If for whatever reason a shard placement fails to be updated during a modification command, it will be marked as inactive. The master_copy_shard_placement function can be called to repair an inactive shard placement using data from a healthy placement. In order for this function to operate, pg_shard must be installed on all worker nodes and not just the master node. The shard will be protected from any concurrent modifications during the repair.

SELECT master_copy_shard_placement(shard_id := 12345,
                                   source_node_name := 'good_host',
                                   source_node_port := 5432,
                                   target_node_name := 'bad_host',
                                   target_node_port := 5432);

Usage with CitusDB

When installed within CitusDB, pg_shard will use the distribution metadata catalogs provided by CitusDB. No special syncing step is necessary: your pg_shard-distributed tables will be visible to CitusDB and vice versa. Just ensure the pg_shard.use_citusdb_select_logic config variable is turned on (the default when running within CitusDB) and you'll be good to go!

Look Under the Hood

When you distribute a table and create shards for it, pg_shard saves related metadata on the master node. You can probe into this metadata by logging into the master and running the following:

SELECT * FROM pgs_distribution_metadata.partition;
SELECT * FROM pgs_distribution_metadata.shard;
SELECT * FROM pgs_distribution_metadata.shard_placement;

The partition metadata table indicates to pg_shard which PostgreSQL tables are distributed and how. The shard metadata table then maps a distributed table to its logical shards, and associates each shard with a portion of a hash token space spanning between ]-2B, +2B[. Last, the shard_placement table maintains each shard's location information, that is, the worker node name and port for that shard. As an example, if you're using a replication factor of 2, then each shard will have two shard placements.

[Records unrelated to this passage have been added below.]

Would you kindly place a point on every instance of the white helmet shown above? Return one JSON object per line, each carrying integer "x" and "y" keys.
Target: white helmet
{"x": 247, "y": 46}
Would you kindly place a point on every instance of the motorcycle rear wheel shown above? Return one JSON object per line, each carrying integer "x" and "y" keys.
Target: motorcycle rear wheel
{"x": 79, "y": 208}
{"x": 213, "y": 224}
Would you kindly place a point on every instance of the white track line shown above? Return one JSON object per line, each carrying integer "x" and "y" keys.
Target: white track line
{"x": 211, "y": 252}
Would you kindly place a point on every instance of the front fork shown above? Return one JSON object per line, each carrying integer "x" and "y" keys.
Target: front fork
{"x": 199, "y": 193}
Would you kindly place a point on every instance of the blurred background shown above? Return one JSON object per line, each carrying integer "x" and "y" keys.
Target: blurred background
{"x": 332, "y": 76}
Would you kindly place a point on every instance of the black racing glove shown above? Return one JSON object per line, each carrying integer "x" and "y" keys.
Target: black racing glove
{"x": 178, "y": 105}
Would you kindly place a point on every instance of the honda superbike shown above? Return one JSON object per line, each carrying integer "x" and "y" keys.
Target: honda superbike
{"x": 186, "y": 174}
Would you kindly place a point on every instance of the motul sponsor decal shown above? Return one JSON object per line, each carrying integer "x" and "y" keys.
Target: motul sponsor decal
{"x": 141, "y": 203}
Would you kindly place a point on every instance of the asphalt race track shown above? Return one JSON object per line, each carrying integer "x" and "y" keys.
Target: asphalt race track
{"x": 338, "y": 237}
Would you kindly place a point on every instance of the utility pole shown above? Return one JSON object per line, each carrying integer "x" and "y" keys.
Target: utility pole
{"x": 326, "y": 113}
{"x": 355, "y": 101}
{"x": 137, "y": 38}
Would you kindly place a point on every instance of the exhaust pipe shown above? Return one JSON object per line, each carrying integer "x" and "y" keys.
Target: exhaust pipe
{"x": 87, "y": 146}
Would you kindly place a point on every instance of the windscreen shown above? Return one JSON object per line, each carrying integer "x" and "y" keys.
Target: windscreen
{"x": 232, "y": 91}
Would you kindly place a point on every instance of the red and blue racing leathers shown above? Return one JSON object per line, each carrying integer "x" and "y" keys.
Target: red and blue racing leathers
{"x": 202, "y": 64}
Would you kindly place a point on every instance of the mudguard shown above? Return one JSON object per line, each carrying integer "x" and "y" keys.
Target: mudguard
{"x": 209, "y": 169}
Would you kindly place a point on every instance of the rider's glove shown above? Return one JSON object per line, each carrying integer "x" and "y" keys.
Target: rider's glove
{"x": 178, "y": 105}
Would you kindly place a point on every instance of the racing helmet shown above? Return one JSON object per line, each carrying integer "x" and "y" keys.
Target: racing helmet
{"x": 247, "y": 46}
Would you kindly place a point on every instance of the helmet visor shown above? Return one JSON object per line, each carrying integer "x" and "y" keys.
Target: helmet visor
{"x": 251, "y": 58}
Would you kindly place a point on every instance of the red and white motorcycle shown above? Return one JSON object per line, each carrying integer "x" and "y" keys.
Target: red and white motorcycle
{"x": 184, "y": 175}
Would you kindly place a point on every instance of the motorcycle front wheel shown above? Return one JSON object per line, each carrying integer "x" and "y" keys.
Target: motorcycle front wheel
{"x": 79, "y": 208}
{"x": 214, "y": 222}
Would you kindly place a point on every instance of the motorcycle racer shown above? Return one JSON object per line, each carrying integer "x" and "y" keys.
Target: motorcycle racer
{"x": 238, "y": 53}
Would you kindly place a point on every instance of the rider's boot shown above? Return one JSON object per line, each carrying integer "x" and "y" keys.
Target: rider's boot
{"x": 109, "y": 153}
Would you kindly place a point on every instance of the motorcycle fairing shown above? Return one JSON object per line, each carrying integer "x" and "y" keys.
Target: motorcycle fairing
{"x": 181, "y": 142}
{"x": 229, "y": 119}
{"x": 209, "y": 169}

Each shard placement in pg_shard corresponds to one PostgreSQL table on a worker node. You can probe into these tables by connecting to any one of the workers, and running standard PostgreSQL commands:

psql -d postgres -h worker-101 -p 5432
postgres=# \d

Limitations

pg_shard is intentionally limited in scope during its first release, but is fully functional within that scope. We classify pg_shard's current limitations into two groups. In one group, we have features that we don't intend to support in the medium term due to architectural decisions we made:

  • Transactional semantics for queries that span across multiple shards — For example, you're a financial institution and you sharded your data based on customer_id. You'd now like to withdraw money from one customer's account and debit it to another one's account, in a single transaction block.
  • Unique constraints on columns other than the partition key, or foreign key constraints.
  • Distributed JOINs also aren't supported in pg_shard - If you'd like to run complex analytic queries, please consider upgrading to CitusDB.

Another group of limitations are shorter-term but we're calling them out here to be clear about unsupported features:

  • Table alterations are not supported: customers who do need table alterations accomplish them by using a script that propagates such changes to all worker nodes.
  • DROP TABLE does not have any special semantics when used on a distributed table. An upcoming release will add a shard cleanup command to aid in removing shard objects from worker nodes.
  • Queries such as INSERT INTO foo SELECT bar, baz FROM qux are not supported.

Besides these limitations, we have a list of features that we're looking to add. Instead of prioritizing this list ourselves, we decided to keep an open discussion on GitHub issues and hear what you have to say. So, if you have a favorite feature missing from pg_shard, please do get in touch!

License

Copyright © 2012–2015 Citus Data, Inc.

This program is free software: you can redistribute it and/or modify it under the terms of the GNU Lesser General Public License as published by the Free Software Foundation, either version 3 of the License, or (at your option) any later version.

See the LICENSE file for full details.